Hi again BB,
There are as many ways to do this task as there are woodworkers and I always felt that whatever works for you is good enough. My suggestion is that you try both ways and see how it effects the work process and the finished stock.
I don’t own any water stones and have kept away from them because of the ongoing maintenance, mess, and the fact that they appear to wear away at a pretty high rate. Any of you folks that want to send me some free water stones to try are welcome to do so and I will be glad to review them with an open mind. I have a combination of abrasive papers, bench grinders, diamond stones, oil stones, slips and stones(files) which I use for a variety of purposes. I separate my “sharpening” into “shaping” and true sharpening. Heavy cambering, establishing primary bevels, flattening chisel and plane backs, and similar operations fit into the “shaping” category so I won’t explain how I do that since it does not address your question.
After any shaping that is necessary, I normally use a 600 grit diamond stone to establish the secondary bevel and to start any micro cambering I might decide to do. I also use the same stone on the tool backs after flattening. I then work the same surfaces with a 1200 grit diamond stone after which I strop them by hand on a piece of MDF charged with fine (green) polishing compound. Depending on the tool, I may strop the tool on a powered disk of charged MDF at the drill press. I also have a powered cotton wheel strop for carving tools and molding plane blades. Every effort is made to avoid rounding the backs, particularly backs of chisels. Very small chisels, small molding and joinery plane and combination plane blade are normally worked on a fine (approximately 2000 grit) oil stone because of the holes in my fine diamond stone, and then stropped.

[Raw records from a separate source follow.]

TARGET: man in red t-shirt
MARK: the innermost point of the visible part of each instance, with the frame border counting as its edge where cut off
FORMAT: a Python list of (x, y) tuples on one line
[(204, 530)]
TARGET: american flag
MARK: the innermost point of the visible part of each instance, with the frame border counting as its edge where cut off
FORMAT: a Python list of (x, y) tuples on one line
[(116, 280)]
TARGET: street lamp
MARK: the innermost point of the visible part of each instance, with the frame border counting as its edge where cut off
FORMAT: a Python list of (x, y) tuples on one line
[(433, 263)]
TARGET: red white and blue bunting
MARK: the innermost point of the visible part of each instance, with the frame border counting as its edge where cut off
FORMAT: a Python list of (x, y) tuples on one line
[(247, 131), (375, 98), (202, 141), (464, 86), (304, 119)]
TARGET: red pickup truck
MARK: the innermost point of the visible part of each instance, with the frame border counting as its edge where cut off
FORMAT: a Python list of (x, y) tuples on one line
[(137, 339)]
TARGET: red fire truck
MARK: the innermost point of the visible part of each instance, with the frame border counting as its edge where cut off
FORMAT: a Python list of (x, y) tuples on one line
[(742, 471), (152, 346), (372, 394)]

You can normally restore the edge to pretty good condition by simply stropping it if done as a matter of routine and the blade hasn’t been nicked along the way. I know that there is a trend toward super fine plane edges and wispy, light-and-fluffy shavings that seem to float away in the breeze, but quite often the work calls for hogging off very thick shavings that crunch underfoot like dry twigs. The finished surface is really what matters and what gets you there should be good enough. The woodworkers of old in this country normally used natural oil stones, without stropping, and they did pretty good work. That doesn’t mean that other methods or standards are bad, just different ( they didn’t use diamond stones either) so if other folks like to do things differently, then more power to them. I don’t automatically do the ruler trick for back bevels either but I do use it sometimes if I am using an old blade with pits in the back and need to get the edge past the pits. Even at that, I normally don’t sweat a few minor nicks in scrub, fore, or true jack plane work since the finish surfaces are worked with other planes later anyway.